# Chimney placement and other questions



## Waiting Falcon (Nov 25, 2010)

What is the rule for chimney placement in regard to roof peak and nearby trees? Is there a conflict if there is already a chimney on the roof?

Stainless steel chimney pipe vs. brick with liner
This is for a wood stove.

Also the construction for the best draw which I am sure everyone wants.

Using a chimney that has an old insert in it .

If insert is removed what needs to be done to use the chimney for a wood stove? Will there need to be pipe all the way through the chimney and above the chimney opening.

I know nothing about fireplaces or their chimneys and would appreciate any knowledge that could be shared


----------



## Cabin Fever (May 10, 2002)

My recommendation is to place the chimney where it is closest to the roof peak as possible. That way you have (1) a relatively short chimney above the roof deck - for easy cleaning and (2) the chimney remains relatively warm because it is inside the home/attic for much of its length - which results is less creosote build up.

The "rules" are that the top of the chimney should be 2 to 3 feet higher than any part of the home within 10 horizontal distance and the chimney/stovepipe should have a minimum of 10 to 12 feet vertical length.


----------



## Waiting Falcon (Nov 25, 2010)

The brick chimney is totally on the outside of the house.It is at least 30 inches above the peak. But it has a down draft. that is what concerns me and makes me wonder if I put a triple wall pipe at the other end of the house- will there be a down drat on it too.

I do not know what is causing the fireplace to down draft at any wind. It is properly capped as far as I can see.


----------



## Bearfootfarm (Jul 13, 2006)

> I do not know what is causing the fireplace to down draft at any wind.


Any nearby taller trees could cause it.
Another chimney would have no effect at all


----------



## Waiting Falcon (Nov 25, 2010)

How close is too close for the trees? I think the closest one to the chimney is at least 30 feet


----------



## Cabin Fever (May 10, 2002)

Does your home have an air exchanger? - which I believe is code for new construction, especially in airtight homes. 

Also, does your chimney have a downdraft when a window in the same room is cracked open?


----------



## Bearfootfarm (Jul 13, 2006)

> I think the closest one to the chimney is at least *30 feet*


That's not far at all.

Maybe you can get more info here:
(Wood Stove Smoking Back; Poor or no Draw up the Chimney; The Stack Effect)


----------



## Waiting Falcon (Nov 25, 2010)

I have only tried using the fireplace a few time. I do not think I ever had a window open at the time. I do not have a ventilator and I do not have a basement.
There is a solid line of trees, 40 feet away, on the north, and 60 feet on the west, only occasional trees otherwise.
If I was to put a SS flue on the other end of the house , the nearest tree would be 25 ft.

Forget burning wood or?????


----------



## SuburbanHermett (Jan 12, 2009)

Wait; when you used the fireplace, did you start the air draw before you lit the wood?
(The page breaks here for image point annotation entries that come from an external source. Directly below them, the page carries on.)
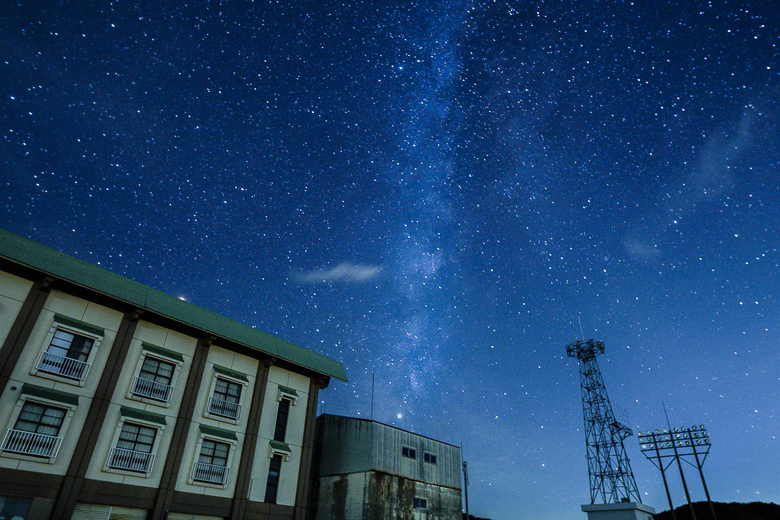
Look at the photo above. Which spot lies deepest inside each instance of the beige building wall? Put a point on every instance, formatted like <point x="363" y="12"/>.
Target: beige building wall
<point x="26" y="372"/>
<point x="279" y="381"/>
<point x="13" y="291"/>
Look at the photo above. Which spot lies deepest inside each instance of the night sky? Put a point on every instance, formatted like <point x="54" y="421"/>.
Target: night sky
<point x="436" y="193"/>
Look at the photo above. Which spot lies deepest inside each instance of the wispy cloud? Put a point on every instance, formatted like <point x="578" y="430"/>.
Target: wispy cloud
<point x="344" y="272"/>
<point x="712" y="178"/>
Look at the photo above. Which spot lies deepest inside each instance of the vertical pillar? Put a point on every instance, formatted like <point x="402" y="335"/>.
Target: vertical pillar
<point x="85" y="447"/>
<point x="180" y="430"/>
<point x="244" y="476"/>
<point x="21" y="329"/>
<point x="307" y="449"/>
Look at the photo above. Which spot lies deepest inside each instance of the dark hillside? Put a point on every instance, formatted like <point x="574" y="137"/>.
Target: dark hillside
<point x="724" y="511"/>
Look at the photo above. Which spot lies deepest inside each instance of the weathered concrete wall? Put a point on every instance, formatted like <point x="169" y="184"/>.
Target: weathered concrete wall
<point x="381" y="496"/>
<point x="351" y="445"/>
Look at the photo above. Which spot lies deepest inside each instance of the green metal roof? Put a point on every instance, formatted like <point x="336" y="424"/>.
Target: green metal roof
<point x="50" y="261"/>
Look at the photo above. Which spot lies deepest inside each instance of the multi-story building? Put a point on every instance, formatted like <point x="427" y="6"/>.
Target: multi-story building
<point x="372" y="471"/>
<point x="120" y="401"/>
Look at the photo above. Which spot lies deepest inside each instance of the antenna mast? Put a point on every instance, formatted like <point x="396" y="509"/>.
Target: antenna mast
<point x="611" y="478"/>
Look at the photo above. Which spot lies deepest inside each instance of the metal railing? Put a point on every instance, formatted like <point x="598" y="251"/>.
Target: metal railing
<point x="152" y="389"/>
<point x="210" y="473"/>
<point x="130" y="460"/>
<point x="224" y="408"/>
<point x="29" y="443"/>
<point x="64" y="366"/>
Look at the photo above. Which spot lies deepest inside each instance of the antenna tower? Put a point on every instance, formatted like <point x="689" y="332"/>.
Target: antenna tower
<point x="611" y="478"/>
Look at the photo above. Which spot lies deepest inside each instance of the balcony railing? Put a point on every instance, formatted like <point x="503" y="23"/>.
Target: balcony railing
<point x="131" y="460"/>
<point x="224" y="408"/>
<point x="152" y="389"/>
<point x="29" y="443"/>
<point x="63" y="366"/>
<point x="210" y="473"/>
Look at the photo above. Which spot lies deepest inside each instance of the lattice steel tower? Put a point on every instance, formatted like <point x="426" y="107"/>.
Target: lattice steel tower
<point x="611" y="478"/>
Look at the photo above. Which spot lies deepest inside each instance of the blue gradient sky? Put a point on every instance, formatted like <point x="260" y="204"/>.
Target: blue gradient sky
<point x="432" y="192"/>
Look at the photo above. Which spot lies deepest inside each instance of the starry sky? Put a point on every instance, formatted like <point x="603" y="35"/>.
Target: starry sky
<point x="437" y="193"/>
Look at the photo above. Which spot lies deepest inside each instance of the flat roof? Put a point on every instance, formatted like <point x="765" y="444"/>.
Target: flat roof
<point x="379" y="423"/>
<point x="24" y="251"/>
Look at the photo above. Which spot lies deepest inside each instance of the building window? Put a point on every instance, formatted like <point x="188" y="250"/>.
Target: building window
<point x="226" y="399"/>
<point x="272" y="486"/>
<point x="36" y="431"/>
<point x="154" y="380"/>
<point x="212" y="463"/>
<point x="411" y="453"/>
<point x="133" y="450"/>
<point x="280" y="431"/>
<point x="67" y="355"/>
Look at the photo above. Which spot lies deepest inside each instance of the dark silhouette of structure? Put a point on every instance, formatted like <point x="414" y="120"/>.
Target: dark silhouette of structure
<point x="611" y="478"/>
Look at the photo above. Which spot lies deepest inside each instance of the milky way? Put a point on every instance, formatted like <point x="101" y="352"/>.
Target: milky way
<point x="434" y="193"/>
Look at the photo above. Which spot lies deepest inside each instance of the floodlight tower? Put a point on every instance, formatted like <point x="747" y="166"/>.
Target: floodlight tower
<point x="611" y="478"/>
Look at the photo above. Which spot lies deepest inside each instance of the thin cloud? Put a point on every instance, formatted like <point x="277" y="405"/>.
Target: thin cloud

The way we do it here is you hold a piece of newspaper above the logs, light it (the newspaper) wait for the "whoosh" sound and then start the kindling under the logs. If you don't change the direction of the air flow, the house will get filled with smoke.


----------



## beowoulf90 (Jan 13, 2004)

Waiting Falcon said:


> I have only tried using the fireplace a few time. I do not think I ever had a window open at the time. I do not have a ventilator and I do not have a basement.
> There is a solid line of trees, 40 feet away, on the north, and 60 feet on the west, only occasional trees otherwise.
> If I was to put a SS flue on the other end of the house , the nearest tree would be 25 ft.
> 
> Forget burning wood or?????


Do you have dampers in the chimney? Or is it an older Rutherford? style with sloped back wall?

A cold chimney will always have a down draft, because cooler air naturally falls as warm air rises. 

As SuburbanHermett said, Start/create a draft first. Also check any dampers on the chimney to make sure they are functional, if it has any.


----------